On aura beau voyager lentement, prendre les transports locaux, s'impliquer dans des projets d'entraide, avoir nos petits endroits préférés pour faire notre marché, avoir un teint bien bronzé, ou même parler un espagnol plus que fonctionnel, on restera toujours les "gringas".

Ce terme à la fois historiquement négatif (certains disent que les mots "green go" étaient utilisés pour signifier à l'armée américaine de quitter le pays) est également culturellement ancré dans le vocabulaire hispanique d’Amérique centrale pour signifier la personne étrangère. On doit donc s’y faire!


Ça ne change pas que, sur notre route, on rencontre des gens super sympathiques, des “hola” bien sincères accompagnés de délicieux sourires, de propositions d’aide, de nous accueillir ou bien de partager un jeu.
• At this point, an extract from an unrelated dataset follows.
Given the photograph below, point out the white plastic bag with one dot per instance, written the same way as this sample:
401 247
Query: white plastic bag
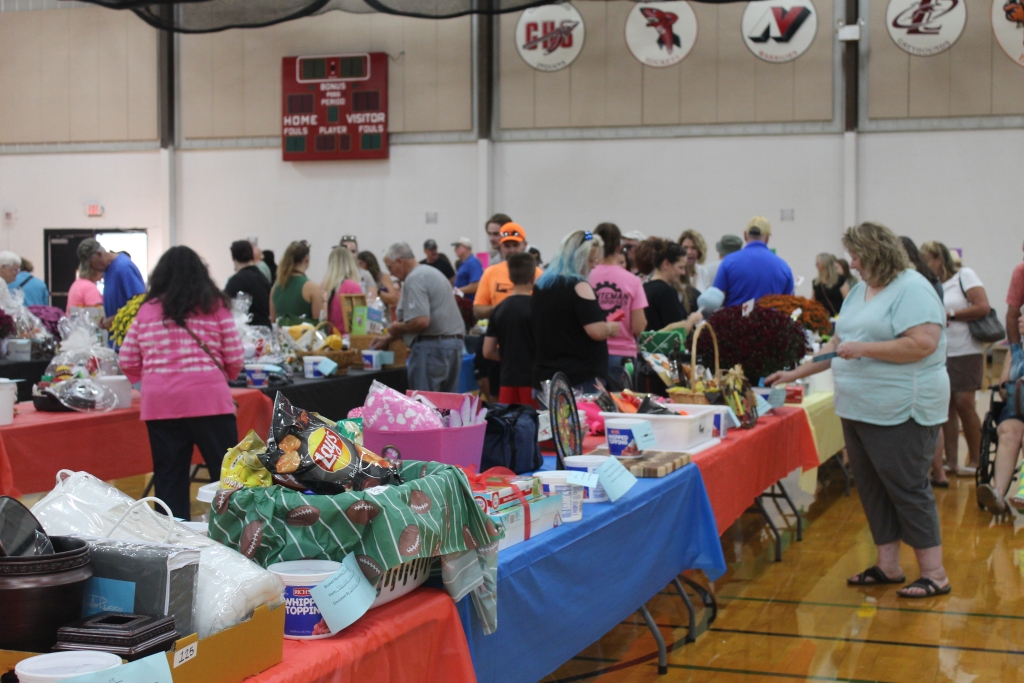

Toutefois, viennent aussi les regards détournés, les sifflements au tournant de la rue, les demandes en mariage instantanées, les mains tendues pour recevoir notre argent ou encore les tentatives de nous faire payer le double du prix coûtant, voir même le triple.  On a un passeport qui vaut de l'or, on va se le dire.  Et même avec les avantages que ça comporte, il y toute la question des relations interpersonnelles qui porte à réflexion lorsqu'on s'immerge dans une culture différente de la nôtre.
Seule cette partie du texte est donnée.